Transmission electron microscopy
Transmission electron microscopy (TEM) images were collected as previously described [20, 63]. Briefly, the skin tau-SAA end product samples at a concentration of 10 µM were maintained in a frozen state until ready for TEM analysis. Before imaging, 2 µL of the sample was applied to a 200 mesh formvar-carbon coated grid and allowed to sit for 5 minutes. The excess sample was gently removed using filter paper. A thorough examination of each grid was conducted to qualitatively assess the presence of oligomers or fibrils. Representative images were taken from 15–20 distinct locations on each grid.
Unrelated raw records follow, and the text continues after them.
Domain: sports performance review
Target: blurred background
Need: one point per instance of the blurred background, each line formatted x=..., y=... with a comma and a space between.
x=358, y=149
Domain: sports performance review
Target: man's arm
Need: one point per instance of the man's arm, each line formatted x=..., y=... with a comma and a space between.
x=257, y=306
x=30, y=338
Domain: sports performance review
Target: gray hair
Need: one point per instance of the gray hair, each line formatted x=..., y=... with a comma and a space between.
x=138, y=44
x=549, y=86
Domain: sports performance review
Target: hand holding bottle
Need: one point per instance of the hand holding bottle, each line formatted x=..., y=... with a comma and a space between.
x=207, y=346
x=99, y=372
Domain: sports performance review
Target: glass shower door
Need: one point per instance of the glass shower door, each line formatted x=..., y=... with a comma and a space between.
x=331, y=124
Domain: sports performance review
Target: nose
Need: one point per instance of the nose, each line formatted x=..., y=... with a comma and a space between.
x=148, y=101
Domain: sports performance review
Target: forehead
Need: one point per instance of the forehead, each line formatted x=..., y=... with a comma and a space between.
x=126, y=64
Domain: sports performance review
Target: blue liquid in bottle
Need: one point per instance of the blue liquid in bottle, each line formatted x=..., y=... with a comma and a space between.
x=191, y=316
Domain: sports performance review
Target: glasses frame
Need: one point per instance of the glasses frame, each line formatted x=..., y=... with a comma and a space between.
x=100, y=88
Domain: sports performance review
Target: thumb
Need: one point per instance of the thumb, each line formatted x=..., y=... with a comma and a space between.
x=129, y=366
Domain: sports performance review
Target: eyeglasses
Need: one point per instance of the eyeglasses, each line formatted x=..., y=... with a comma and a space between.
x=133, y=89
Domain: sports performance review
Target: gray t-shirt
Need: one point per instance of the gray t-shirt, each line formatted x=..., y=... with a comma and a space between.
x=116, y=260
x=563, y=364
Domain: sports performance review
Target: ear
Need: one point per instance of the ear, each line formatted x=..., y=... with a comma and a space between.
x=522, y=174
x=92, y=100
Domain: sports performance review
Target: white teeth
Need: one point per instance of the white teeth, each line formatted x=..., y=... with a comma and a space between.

The TEM studies were conducted using a JEOL-1400 transmission electron microscope (JOEL United States, Inc., Peabody, MA) at an operating voltage of 120 kV.
Statistical analysis
Experimental data were analyzed using Student's t-test for comparing two groups. McNemar's test was employed to assess marginal homogeneity and differences in agreement. For comparisons between PD versus CBD and PSP, where the sample size allowed, we conducted a paired area under the ROC curve (AUC) analysis to evaluate significant differences in AUC values. Tests adopted a two-sided type II error level of 0.05.